I'm trying to get a rolling sum working where categories/groups Amount change at any given date - when the change happens that category's new value becomes apart of the rolling sum, but the previous value of that category is then ignored; so it's a rolling sum, but only based on the latest of each category (at that point in time).

Example data (SumAmount being the problem trying to solve)

txn_id | cust_id | trans_date |  Category | amount | SumAmount
-----------------------------------------------------------------
     1 |       1 |  2020-01-01|  Ball     |      5 |   5     --first tran so sum is 5
     2 |       1 |  2020-01-02|  Cup      |      5 |   10    --sum is 10 (ball=5,Cup=5)
     3 |       1 |  2020-01-03|  Ball     |      2 |   7     --sum is 7 (ball=2,Cup=5) 
     4 |       1 |  2020-02-04|  Ball     |      4 |   9     --sum is 9 (ball=4,Cup=5)
     5 |       1 |  2020-02-05|  Ball     |      1 |   6     --sum is 6 (ball=1,Cup=5)
     6 |       1 |  2020-02-06|  Cup      |      10|   11    --sum is 11(ball=1,Cup=10)
     7 |       1 |  2020-02-07|  Phone    |      5 |   16    --sum is 16(ball=1,Cup=10,Phone=5)
     8 |       1 |  2020-02-08|  Cup      |      5 |   11    --sum is 11(ball=1,Cup=5,Phone=5)
     9 |       1 |  2020-02-09|  Ball     |      5 |   15    --sum is 15(ball=5,Cup=5,Phone=5)

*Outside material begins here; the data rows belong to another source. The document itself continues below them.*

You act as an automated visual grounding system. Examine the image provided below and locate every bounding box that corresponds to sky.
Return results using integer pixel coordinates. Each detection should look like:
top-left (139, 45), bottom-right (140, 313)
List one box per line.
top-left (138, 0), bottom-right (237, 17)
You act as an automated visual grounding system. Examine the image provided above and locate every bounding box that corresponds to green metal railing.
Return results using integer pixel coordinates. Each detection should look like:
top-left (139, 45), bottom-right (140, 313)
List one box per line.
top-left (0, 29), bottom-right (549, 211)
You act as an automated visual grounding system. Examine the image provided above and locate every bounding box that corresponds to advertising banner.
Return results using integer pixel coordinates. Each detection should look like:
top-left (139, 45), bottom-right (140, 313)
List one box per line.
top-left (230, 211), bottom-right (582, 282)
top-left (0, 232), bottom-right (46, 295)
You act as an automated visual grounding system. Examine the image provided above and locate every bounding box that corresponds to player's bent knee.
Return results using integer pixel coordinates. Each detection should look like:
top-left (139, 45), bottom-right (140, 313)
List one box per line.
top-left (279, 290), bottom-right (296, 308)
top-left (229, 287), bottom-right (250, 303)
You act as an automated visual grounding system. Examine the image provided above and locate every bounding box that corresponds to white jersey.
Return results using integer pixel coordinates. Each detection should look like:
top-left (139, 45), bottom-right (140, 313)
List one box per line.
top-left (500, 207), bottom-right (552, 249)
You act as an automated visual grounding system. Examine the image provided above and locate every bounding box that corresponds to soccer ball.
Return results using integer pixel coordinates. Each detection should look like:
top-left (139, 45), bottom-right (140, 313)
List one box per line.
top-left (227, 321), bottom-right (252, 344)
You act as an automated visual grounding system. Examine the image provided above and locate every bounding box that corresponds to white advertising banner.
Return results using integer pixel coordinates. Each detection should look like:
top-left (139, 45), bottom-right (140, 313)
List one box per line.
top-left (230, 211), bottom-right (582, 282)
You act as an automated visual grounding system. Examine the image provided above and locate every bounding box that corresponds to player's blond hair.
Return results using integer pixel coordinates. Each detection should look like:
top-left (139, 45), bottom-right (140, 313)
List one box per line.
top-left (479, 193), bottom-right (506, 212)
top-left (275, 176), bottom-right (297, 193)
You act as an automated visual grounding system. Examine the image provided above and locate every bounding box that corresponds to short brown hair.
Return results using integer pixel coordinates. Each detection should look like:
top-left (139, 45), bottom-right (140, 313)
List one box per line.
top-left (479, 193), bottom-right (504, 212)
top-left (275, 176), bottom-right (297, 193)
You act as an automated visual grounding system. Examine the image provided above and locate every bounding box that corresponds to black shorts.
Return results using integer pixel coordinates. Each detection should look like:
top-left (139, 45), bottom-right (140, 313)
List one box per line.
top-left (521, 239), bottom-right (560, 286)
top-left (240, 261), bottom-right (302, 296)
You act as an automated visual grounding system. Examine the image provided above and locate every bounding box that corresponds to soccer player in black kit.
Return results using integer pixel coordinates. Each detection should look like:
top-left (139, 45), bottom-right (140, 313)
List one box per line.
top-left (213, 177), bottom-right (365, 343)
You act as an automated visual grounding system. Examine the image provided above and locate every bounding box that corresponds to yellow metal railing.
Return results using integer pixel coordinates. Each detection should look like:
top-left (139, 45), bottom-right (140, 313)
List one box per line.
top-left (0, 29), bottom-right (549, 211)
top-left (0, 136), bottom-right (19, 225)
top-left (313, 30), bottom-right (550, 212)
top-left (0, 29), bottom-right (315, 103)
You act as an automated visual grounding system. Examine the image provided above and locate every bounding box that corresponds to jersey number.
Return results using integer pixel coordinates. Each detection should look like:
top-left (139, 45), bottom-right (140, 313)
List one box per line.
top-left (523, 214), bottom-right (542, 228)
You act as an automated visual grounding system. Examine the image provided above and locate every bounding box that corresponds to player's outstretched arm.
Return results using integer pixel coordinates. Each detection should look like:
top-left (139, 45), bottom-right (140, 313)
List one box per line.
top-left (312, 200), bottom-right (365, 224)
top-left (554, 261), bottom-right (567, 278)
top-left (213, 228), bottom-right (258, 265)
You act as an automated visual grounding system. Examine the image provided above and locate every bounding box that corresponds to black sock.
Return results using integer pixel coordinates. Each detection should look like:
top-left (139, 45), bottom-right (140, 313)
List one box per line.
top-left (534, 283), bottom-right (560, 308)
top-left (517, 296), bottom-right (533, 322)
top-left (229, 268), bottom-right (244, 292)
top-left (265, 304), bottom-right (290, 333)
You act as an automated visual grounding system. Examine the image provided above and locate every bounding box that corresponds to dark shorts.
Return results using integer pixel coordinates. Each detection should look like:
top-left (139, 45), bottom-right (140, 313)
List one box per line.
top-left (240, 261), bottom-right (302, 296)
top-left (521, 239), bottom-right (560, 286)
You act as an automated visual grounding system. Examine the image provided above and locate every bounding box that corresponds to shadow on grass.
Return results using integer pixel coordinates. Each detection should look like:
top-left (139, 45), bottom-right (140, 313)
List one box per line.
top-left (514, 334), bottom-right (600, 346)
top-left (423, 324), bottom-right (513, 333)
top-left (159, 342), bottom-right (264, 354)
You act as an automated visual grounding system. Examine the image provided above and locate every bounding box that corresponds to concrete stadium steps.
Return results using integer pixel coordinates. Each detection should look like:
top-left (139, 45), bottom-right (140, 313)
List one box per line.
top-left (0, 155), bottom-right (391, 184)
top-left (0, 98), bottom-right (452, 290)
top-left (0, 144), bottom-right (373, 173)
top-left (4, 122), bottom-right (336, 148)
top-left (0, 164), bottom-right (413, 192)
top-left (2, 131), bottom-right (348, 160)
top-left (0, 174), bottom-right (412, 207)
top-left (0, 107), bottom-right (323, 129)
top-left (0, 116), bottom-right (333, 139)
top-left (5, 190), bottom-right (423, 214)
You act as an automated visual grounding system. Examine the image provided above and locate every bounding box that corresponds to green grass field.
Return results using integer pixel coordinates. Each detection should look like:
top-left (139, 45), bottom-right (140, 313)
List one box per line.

I've got this working within a cursor but wondering if SET based is possible

The cursor goes like:

CREATE PROCEDURE [dbo].[PriceHistory](@CustId int, @MaxPriceHistory decimal(16,2) Output)
create table #PriceHistory ( CategoryID uniqueidentifier, Amount decimal(16,2))

    declare pricehistory_cursor CURSOR FOR
    select CategoryID, Amount
    from mytable
    where CustId =@CustId
    order by trans_date;

    declare @CategoryID uniqueidentifier
    declare @Amount decimal(16,2)
    declare @CurrentTotal decimal(16,2)

    set @MaxPriceHistory = 0

    open pricehistory_cursor
    fetch next from pricehistory_cursor into @CategoryID, @Amount

    WHILE @@FETCH_STATUS = 0  
    BEGIN 
           if (exists(select * from #PriceHistory where CategoryID = @CategoryID))
                  update #PriceHistory set Amount = @actualAmount where CategoryID = @CategoryID 
           else
                  insert into #PriceHistory(CategoryID,Amount) values (@CategoryID, @Amount)

           select @CurrentTotal = sum(Amount) from #PriceHistory

           if (@CurrentTotal > @MaxPriceHistory)
                  set @MaxPriceHistory = @CurrentTotal

           fetch next from pricehistory_cursor into @CategoryID, @Amount                 
    END

    close pricehistory_cursor
    deallocate pricehistory_cursor;

Ultimately, I'm looking for the Max SumAmount throughout the life of the transactions (column SumAmount in provided example), in which for this example it would be 16.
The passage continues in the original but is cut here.